The PwC GAA/GPA Footballer of the Year Andy Moran has spoken about the importance of his family in helping him leave defeats in the past as Mayo's quest for an All-Ireland continues into 2018, writes Stephen Barry.
Moran is a six-time All-Ireland runner-up in his 14 years wearing the green and red, but plans to keep going back "until the body tells me to stop".
In line with that thinking, he says winning Footballer of the Year is a symbol to the whole team that inter-county life doesn't end at 30.
"It represents what our team stands for and shows that the guys who are 30, 31, 32, have a bit more life left in them as well," said Moran in a PwC video following his journey to the All-Star awards, from MacHale Park and Ballaghaderreen, to the Convention Centre ceremony.
The video features tributes from friends and family, including his wife Jennifer, who said: "He's a great father, he's a great husband... he's just a really good guy and we love him a lot."
Moran outlined how family have helped him cope with defeat during his 158 outings for Mayo.
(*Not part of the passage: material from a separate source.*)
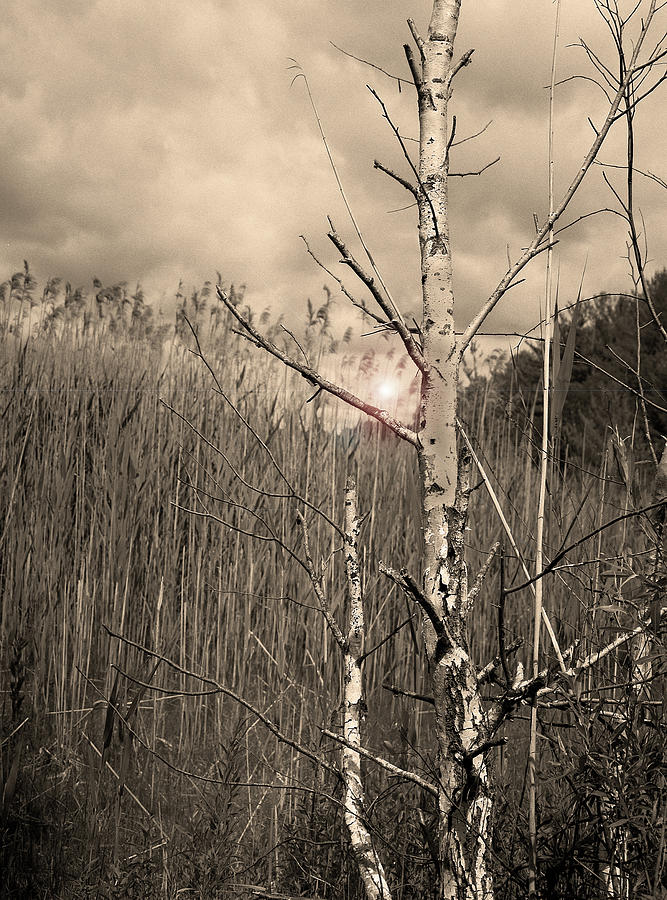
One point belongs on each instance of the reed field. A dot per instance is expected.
(148, 535)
"They've given me a sense of perspective on what's important," said Moran.
"Football probably meant a tiny bit too much to me at times - overthinking defeats, overthinking victories, stuff like that - where now I literally come home and by Monday evening it's gone. It's not even in the head anymore.
"It's settled me down and given me a perspective on life more so than football."
After all these years, it still means a lot, though. As one follower said to Moran: "The only time their family meets up is for Mayo games and funerals, so 'it allows my family to... celebrate something good on a Sunday'."
As for next year, playing on isn't in doubt.
"Do I have an age in mind to retire? The answer to that would be no," confirms Moran.
"If Stephen Rochford or somebody else wants me to go back playing for Mayo and it's the right thing for me to do with my family I think I'll keep going until the body tells me to stop."